Interview Age: 84
Date of Birth: 1926
Birthplace: Shungru, Utsang, Tibet
Year Left Tibet: 1959
Political Prisoner: No
Interview No.: 48M
Location: Doeguling Settlement, Mundgod, Karnataka, India
Categories: Culture and History
Keywords: Chinese -- first appearance of, Chinese army -- invasion by , escape experiences, government/administration, nomadic life, refugee in India -- life as, salt trade, taxes, trade, Utsang
Dukha hails from Shungru village which consists of about 50 families. They were nomads and reared sheep and yaks. He talks about the system of khathak in which 10 families were entrusted with 200 animals each by the government. Certain families faced hardship due to their inability to pay taxes in the form of butter and cheese meant for the Monlam Prayer Festival in Lhasa. Besides dairying, the people of Dukha's village also gathered salt and exchanged it for grains.
Dukha gives details of the working of the justice system in his village: the powers and responsibilities of the district administrator and the types of punishment awarded to offenders. Another unique custom he recounts is that of not allowing animals and women to enter pilgrimage places in his village.

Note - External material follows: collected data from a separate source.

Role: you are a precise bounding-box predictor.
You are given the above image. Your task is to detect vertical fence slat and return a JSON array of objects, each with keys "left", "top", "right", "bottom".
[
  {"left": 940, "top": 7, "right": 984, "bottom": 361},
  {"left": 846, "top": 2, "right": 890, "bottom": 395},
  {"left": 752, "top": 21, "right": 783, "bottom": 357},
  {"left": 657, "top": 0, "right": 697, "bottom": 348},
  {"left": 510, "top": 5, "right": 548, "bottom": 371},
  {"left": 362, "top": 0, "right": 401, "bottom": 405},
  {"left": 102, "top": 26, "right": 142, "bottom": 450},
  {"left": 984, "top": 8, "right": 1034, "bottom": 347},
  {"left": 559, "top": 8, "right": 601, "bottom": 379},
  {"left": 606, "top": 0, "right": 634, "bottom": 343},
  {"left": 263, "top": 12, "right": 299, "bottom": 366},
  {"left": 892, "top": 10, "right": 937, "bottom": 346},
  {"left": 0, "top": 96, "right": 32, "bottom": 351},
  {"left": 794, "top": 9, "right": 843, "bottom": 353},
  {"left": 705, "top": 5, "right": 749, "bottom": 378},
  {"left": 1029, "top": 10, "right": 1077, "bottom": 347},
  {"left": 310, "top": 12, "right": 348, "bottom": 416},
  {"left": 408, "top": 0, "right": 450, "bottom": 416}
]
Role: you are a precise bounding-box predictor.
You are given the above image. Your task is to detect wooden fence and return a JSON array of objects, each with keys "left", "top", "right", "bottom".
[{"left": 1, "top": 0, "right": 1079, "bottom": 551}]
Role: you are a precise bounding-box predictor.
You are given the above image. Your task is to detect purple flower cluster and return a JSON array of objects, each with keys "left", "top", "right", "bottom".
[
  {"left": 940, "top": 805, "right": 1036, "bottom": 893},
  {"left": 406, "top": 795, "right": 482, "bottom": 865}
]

Dukha remembers that the Chinese first appeared in 1945-46, but they were killed in a nearby region and it is believed this kept the Chinese from returning until they once again appeared in 1959. He narrates how the influential people of his region were killed or imprisoned. After escaping he worked on a road crew for two years and arrived in Dharamsala in 1961. He describes the conditions when he first arrived in Mundgod.